Yet when we come to the namesake of the movie, the gunslinger Roland Deschain of Gilead who would be played by Idris Elba. Although at first I agreed with some of the confused and annoyed fans that the choice was poorly made in reference to everything we knew about Roland: his description within the books (i.e. he was lighter in skin color-although still tan I imagine, blue eyes and silvering black hair) and the huge racial issues that occurred in the Drawing of the Three when Odetta (eventually Susannah), one of his ka-tet (destined companions), was battling a deeply wrathful and racist other personality Detta who hated Roland for his whiteness.

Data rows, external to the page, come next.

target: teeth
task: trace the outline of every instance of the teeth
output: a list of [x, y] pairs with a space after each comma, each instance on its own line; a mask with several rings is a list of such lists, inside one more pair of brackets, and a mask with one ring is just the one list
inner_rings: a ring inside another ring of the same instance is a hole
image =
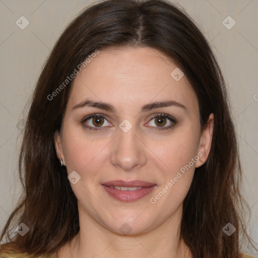
[[142, 187], [125, 187], [124, 186], [116, 186], [110, 185], [109, 186], [111, 188], [115, 188], [115, 189], [117, 189], [117, 190], [120, 190], [121, 191], [135, 191], [136, 190], [139, 190], [140, 189], [142, 189]]

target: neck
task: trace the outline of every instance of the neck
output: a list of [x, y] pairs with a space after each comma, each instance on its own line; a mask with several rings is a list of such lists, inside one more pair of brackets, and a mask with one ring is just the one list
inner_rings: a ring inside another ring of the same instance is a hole
[[67, 247], [66, 252], [69, 254], [62, 256], [60, 251], [58, 257], [191, 258], [189, 248], [180, 238], [181, 218], [181, 209], [153, 229], [125, 235], [113, 232], [88, 215], [79, 213], [80, 231]]

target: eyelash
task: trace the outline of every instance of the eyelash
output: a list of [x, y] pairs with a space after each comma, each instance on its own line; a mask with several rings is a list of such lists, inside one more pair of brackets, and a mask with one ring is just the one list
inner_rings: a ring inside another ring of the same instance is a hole
[[[103, 115], [103, 114], [92, 114], [91, 115], [89, 115], [86, 116], [86, 117], [84, 117], [83, 119], [83, 120], [81, 121], [81, 123], [82, 124], [82, 125], [84, 127], [86, 127], [87, 129], [89, 129], [89, 130], [94, 130], [95, 131], [100, 131], [100, 130], [105, 130], [104, 127], [105, 126], [102, 127], [99, 127], [99, 128], [98, 128], [97, 127], [92, 127], [92, 126], [91, 126], [86, 125], [84, 123], [87, 120], [88, 120], [88, 119], [89, 119], [90, 118], [92, 118], [95, 117], [96, 116], [98, 116], [98, 117], [101, 117], [101, 118], [105, 118], [106, 120], [107, 120], [107, 117], [106, 117], [106, 116]], [[177, 122], [176, 120], [174, 117], [173, 117], [172, 116], [170, 116], [169, 115], [168, 115], [167, 114], [164, 114], [164, 113], [160, 113], [160, 114], [157, 114], [155, 115], [155, 116], [153, 116], [151, 118], [151, 120], [150, 120], [150, 121], [151, 121], [154, 118], [157, 118], [157, 117], [162, 117], [162, 118], [167, 118], [168, 120], [169, 120], [173, 123], [171, 125], [169, 125], [168, 126], [164, 127], [161, 127], [160, 128], [157, 127], [157, 129], [153, 129], [154, 130], [156, 130], [156, 131], [165, 131], [165, 130], [171, 130], [171, 129], [172, 129], [172, 127], [173, 127], [176, 124], [176, 123]]]

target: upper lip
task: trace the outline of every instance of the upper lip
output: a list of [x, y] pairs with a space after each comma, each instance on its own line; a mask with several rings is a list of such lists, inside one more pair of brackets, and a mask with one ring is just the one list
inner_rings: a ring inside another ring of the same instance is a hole
[[144, 181], [135, 180], [135, 181], [123, 181], [122, 180], [118, 180], [115, 181], [109, 181], [108, 182], [104, 182], [102, 184], [106, 185], [107, 186], [124, 186], [127, 187], [148, 187], [152, 185], [155, 185], [155, 183], [149, 182], [144, 182]]

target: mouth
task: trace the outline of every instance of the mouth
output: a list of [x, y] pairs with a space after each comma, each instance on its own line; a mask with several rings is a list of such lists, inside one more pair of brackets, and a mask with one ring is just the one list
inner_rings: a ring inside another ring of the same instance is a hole
[[105, 182], [102, 186], [113, 198], [122, 202], [133, 202], [148, 195], [157, 185], [143, 181], [116, 180]]

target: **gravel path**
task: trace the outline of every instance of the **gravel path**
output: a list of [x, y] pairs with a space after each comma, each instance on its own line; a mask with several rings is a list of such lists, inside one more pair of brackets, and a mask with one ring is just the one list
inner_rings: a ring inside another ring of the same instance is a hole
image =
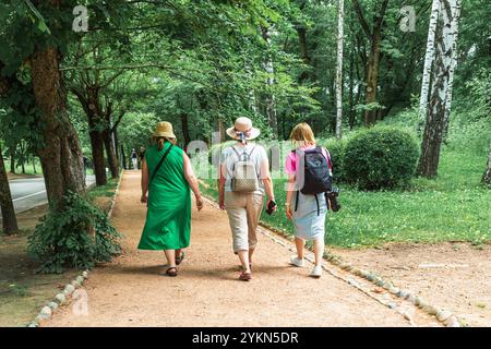
[[410, 326], [400, 314], [328, 273], [288, 266], [290, 251], [260, 234], [253, 279], [239, 281], [227, 215], [193, 212], [191, 246], [179, 276], [163, 276], [161, 252], [136, 250], [145, 219], [140, 172], [127, 171], [112, 221], [124, 253], [85, 281], [88, 314], [73, 305], [43, 326]]

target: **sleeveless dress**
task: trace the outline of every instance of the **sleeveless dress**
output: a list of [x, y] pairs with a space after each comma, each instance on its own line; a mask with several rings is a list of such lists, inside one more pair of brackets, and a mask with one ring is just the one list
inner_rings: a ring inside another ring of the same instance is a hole
[[[145, 152], [148, 178], [170, 146]], [[148, 209], [140, 250], [177, 250], [189, 246], [191, 233], [191, 190], [184, 177], [183, 151], [173, 146], [148, 186]]]

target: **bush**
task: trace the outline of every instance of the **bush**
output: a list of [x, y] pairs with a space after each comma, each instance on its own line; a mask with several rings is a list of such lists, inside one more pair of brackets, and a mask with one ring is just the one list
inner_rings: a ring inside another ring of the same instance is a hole
[[363, 130], [346, 145], [346, 179], [362, 190], [407, 184], [415, 174], [418, 153], [418, 143], [408, 132], [393, 128]]
[[28, 237], [28, 251], [41, 265], [39, 273], [85, 269], [109, 262], [121, 252], [121, 237], [104, 213], [75, 193], [65, 196], [65, 209], [49, 212]]

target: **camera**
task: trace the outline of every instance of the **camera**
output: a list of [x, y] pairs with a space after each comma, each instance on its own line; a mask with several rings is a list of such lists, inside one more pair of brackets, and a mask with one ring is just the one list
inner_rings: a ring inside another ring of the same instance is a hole
[[333, 188], [332, 191], [325, 193], [327, 206], [333, 212], [338, 212], [340, 208], [340, 205], [337, 202], [337, 196], [339, 196], [339, 189], [337, 188]]

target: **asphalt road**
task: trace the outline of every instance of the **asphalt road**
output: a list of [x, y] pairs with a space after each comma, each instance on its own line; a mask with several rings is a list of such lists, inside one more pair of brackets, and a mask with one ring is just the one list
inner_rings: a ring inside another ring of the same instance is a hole
[[[87, 176], [87, 186], [94, 183], [95, 176]], [[15, 213], [17, 214], [48, 203], [45, 179], [43, 177], [13, 179], [9, 181], [9, 185]]]

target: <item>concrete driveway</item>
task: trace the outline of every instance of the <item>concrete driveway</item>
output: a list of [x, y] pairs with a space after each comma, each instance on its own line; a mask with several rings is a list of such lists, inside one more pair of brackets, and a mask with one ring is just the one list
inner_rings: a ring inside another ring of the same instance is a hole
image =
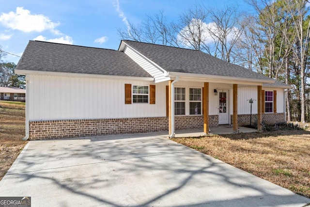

idrisHOWEVER, and this is a big HOWEVER. Most of the issues that would affect the story telling and character development (the racial and personality conflict in Drawing of the Three) will never reach the big screen. Therefore, the only real attachment to content here is based on physical description, which in almost every single movie adaption has changed based on what the interpretation needs. In this case, The Gunslinger as a standalone doesn’t require Roland to be fair-skinned. It requires a rough, sometimes cold personality of a man who has lost his love, his home, and his mind a few times in his unending quest to save his world from utter destruction. Idris Elba is capable of that character. Idris Elba will succeed well at bringing a new version of Roland to the fans of the Dark Tower series, if we have faith in the screen writers and the producers and the actors to be good to a story we hold dear.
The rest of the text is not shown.